March 22, 1948: President Truman writes to his brother Vivian Truman regarding Palestine: “I think the proper thing to do, and the thing I have been doing, is to do what I think is right and let them all go to hell.”

March 25, 1948: President Truman says at a press conference that a United Nations trusteeship for Palestine would be only a temporary measure, intended to establish the peaceful conditions that would be the essential foundation for a final political settlement. He says that trusteeship is not a substitute for partition.

April 11, 1948: President Truman’s friend Eddie Jacobson enters the White House unnoticed by the East Gate and meets with Truman. Jacobson recorded of this meeting: “He reaffirmed, very strongly, the promises he had made to Dr. Weizmann and to me; and he gave me permission to tell Dr. Weizmann so, which I did. It was at this meeting that I also discussed with the President the vital matter of recognizing the new state, and to this he agreed with a whole heart.”

May 12, 1948: President Truman meets in the Oval Office with Secretary of State George Marshall, Under Secretary of State Robert Lovett, Counsel to the President Clark Clifford and several others to discuss the Palestine situation. Clifford argues in favor of recognizing the new Jewish state in accordance with the United Nations resolution of November 29, 1947. Marshall opposes Clifford’s arguments, and contends they are based on domestic political considerations. He says that if Truman follows Clifford’s advice and recognizes the Jewish state, then he (Marshall) would vote against Truman in the election. Truman does not clearly state his views in the meeting.

May 12, 13, and 14, 1948: Counsel to the President Clark Clifford and Under Secretary of State Robert Lovett discuss the different views held in the White House and the State Department regarding whether the United States should recognize the Jewish state. Lovett reports to Clifford on May 14 that Marshall will neither support nor oppose Truman’s plan to recognize the Jewish state, that he will stay out of the entire matter.

May 13, 1948: Chaim Weizmann, president of the Jewish Agency for Palestine and the World Zionist Organization, writes to President Truman: “I deeply hope that the United States, which under your leadership has done so much to find a just solution [to the Palestine situation], will promptly recognize the Provisional Government of the new Jewish state. The world, I think, would regard it as especially appropriate that the greatest living democracy should be the first to welcome the newest into the family of nations.”

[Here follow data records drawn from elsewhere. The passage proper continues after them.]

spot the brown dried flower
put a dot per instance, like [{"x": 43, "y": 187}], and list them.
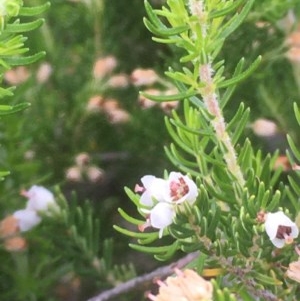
[
  {"x": 144, "y": 77},
  {"x": 186, "y": 285}
]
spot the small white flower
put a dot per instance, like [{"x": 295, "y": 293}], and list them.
[
  {"x": 162, "y": 197},
  {"x": 27, "y": 219},
  {"x": 161, "y": 216},
  {"x": 280, "y": 229},
  {"x": 181, "y": 188},
  {"x": 151, "y": 190},
  {"x": 39, "y": 198}
]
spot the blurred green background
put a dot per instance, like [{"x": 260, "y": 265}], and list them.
[{"x": 41, "y": 144}]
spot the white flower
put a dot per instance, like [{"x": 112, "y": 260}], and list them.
[
  {"x": 39, "y": 198},
  {"x": 162, "y": 196},
  {"x": 161, "y": 216},
  {"x": 280, "y": 229},
  {"x": 180, "y": 188},
  {"x": 27, "y": 219},
  {"x": 151, "y": 190}
]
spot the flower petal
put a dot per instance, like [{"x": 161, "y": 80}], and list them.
[
  {"x": 27, "y": 219},
  {"x": 162, "y": 215}
]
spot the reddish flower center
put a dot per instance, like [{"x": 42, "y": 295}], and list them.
[
  {"x": 178, "y": 189},
  {"x": 283, "y": 232}
]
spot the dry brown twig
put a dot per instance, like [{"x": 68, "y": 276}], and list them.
[{"x": 132, "y": 284}]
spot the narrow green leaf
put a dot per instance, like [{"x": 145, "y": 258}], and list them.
[
  {"x": 265, "y": 279},
  {"x": 130, "y": 219},
  {"x": 35, "y": 10},
  {"x": 24, "y": 27},
  {"x": 229, "y": 91},
  {"x": 236, "y": 79},
  {"x": 6, "y": 110},
  {"x": 297, "y": 112},
  {"x": 236, "y": 21},
  {"x": 139, "y": 235},
  {"x": 162, "y": 98},
  {"x": 152, "y": 15},
  {"x": 164, "y": 32},
  {"x": 293, "y": 147},
  {"x": 240, "y": 127},
  {"x": 25, "y": 60},
  {"x": 176, "y": 139},
  {"x": 153, "y": 250},
  {"x": 225, "y": 11}
]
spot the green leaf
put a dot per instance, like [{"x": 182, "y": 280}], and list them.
[
  {"x": 297, "y": 112},
  {"x": 236, "y": 79},
  {"x": 293, "y": 147},
  {"x": 24, "y": 27},
  {"x": 165, "y": 32},
  {"x": 229, "y": 91},
  {"x": 162, "y": 98},
  {"x": 130, "y": 219},
  {"x": 6, "y": 110},
  {"x": 32, "y": 11},
  {"x": 225, "y": 11},
  {"x": 236, "y": 21},
  {"x": 25, "y": 60}
]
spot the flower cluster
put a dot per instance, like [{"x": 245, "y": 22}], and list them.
[
  {"x": 40, "y": 200},
  {"x": 159, "y": 198},
  {"x": 187, "y": 285}
]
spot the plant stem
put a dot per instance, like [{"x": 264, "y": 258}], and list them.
[{"x": 210, "y": 99}]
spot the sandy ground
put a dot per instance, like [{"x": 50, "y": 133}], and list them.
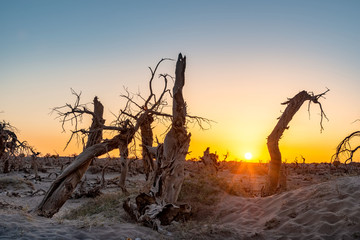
[{"x": 319, "y": 204}]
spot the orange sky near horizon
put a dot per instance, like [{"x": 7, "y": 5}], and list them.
[{"x": 243, "y": 60}]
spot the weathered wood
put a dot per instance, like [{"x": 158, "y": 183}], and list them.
[
  {"x": 171, "y": 154},
  {"x": 210, "y": 160},
  {"x": 293, "y": 105},
  {"x": 159, "y": 206},
  {"x": 147, "y": 141},
  {"x": 62, "y": 188},
  {"x": 95, "y": 135}
]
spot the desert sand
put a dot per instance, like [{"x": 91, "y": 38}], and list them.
[{"x": 320, "y": 202}]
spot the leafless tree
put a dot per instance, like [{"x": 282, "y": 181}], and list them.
[
  {"x": 11, "y": 146},
  {"x": 292, "y": 106},
  {"x": 158, "y": 206}
]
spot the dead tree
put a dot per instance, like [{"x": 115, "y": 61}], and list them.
[
  {"x": 345, "y": 148},
  {"x": 10, "y": 145},
  {"x": 292, "y": 106},
  {"x": 62, "y": 188},
  {"x": 210, "y": 160},
  {"x": 126, "y": 124},
  {"x": 147, "y": 141},
  {"x": 158, "y": 207}
]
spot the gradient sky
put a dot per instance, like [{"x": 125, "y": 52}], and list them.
[{"x": 243, "y": 59}]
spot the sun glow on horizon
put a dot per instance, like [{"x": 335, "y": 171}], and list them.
[{"x": 248, "y": 156}]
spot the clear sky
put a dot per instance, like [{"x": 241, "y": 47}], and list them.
[{"x": 243, "y": 59}]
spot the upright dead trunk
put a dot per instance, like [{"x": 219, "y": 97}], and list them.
[
  {"x": 293, "y": 105},
  {"x": 62, "y": 188},
  {"x": 124, "y": 153},
  {"x": 95, "y": 135},
  {"x": 210, "y": 161},
  {"x": 147, "y": 141},
  {"x": 159, "y": 205},
  {"x": 171, "y": 155}
]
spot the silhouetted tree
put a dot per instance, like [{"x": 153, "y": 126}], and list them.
[
  {"x": 292, "y": 106},
  {"x": 158, "y": 206},
  {"x": 127, "y": 124},
  {"x": 346, "y": 149}
]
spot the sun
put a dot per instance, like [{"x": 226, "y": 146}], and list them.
[{"x": 248, "y": 155}]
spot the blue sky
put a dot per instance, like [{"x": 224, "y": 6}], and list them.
[{"x": 244, "y": 58}]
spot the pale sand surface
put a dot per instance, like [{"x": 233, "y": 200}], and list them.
[{"x": 319, "y": 206}]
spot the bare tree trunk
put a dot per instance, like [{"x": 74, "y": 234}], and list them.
[
  {"x": 158, "y": 207},
  {"x": 95, "y": 135},
  {"x": 147, "y": 141},
  {"x": 293, "y": 105},
  {"x": 62, "y": 188},
  {"x": 171, "y": 154},
  {"x": 210, "y": 161},
  {"x": 124, "y": 161}
]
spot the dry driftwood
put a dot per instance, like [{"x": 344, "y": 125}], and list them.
[
  {"x": 62, "y": 188},
  {"x": 210, "y": 160},
  {"x": 158, "y": 207},
  {"x": 147, "y": 141},
  {"x": 293, "y": 105}
]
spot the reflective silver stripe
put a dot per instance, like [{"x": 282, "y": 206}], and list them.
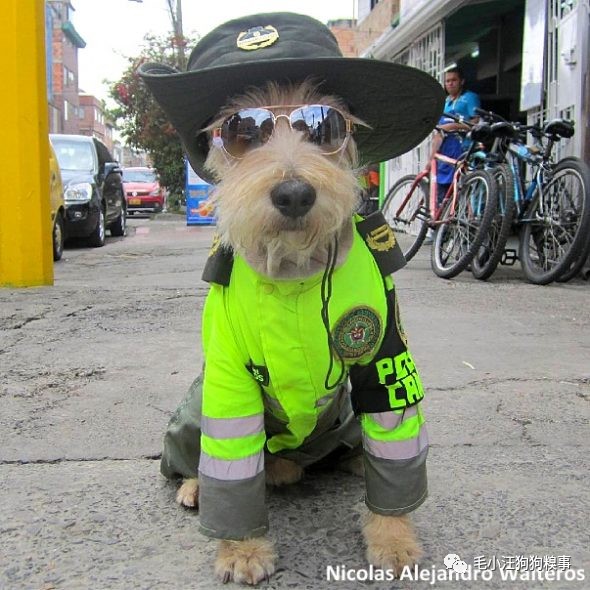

May 14, 1948: late morning eastern standard time (late afternoon in Palestine): David Ben-Gurion, Israel’s first prime minister, reads a “Declaration of Independence,” which proclaims the existence of a Jewish state called Israel beginning on May 15, 1948, at 12:00 midnight Palestine time (6:00 p.m., May 14, 1948,eastern standard time).

May 14, 1948, 6 p.m. eastern standard time (12:00 midnight in Palestine): The British mandate for Palestine expires, and the state of Israel comes into being.

May 14, 1948, 6:11 p.m. eastern standard time: The United States recognizes Israel on a de facto basis. The White House issues the following statement: “This Government has been informed that a Jewish state has been proclaimed in Palestine, and recognition has been requested by the provisional government thereof. The United States recognizes the provisional government as the de facto authority of the State of Israel.” To see a color copy of this document click here.

May 14, 1948, shortly after 6:11 p.m. eastern standard time: United States representative to the United Nations Warren Austin leaves his office at the United Nations and goes home. Secretary of State Marshall sends a State Department official to the United Nations to prevent the entire United States delegation from resigning.

May 15, 1948: On May 15, 1948, the Arab states issued their response statement and Egypt, Syria, Jordan, Lebanon and Iraq attack Israel.

January 25, 1949: A permanent government takes office in Israel following popular elections.

January 31, 1949: The United States recognizes Israel on a de jure basis.

February 24 to July 20, 1949: Israel signs armistice agreements with Egypt, Lebanon, Jordan and Syria.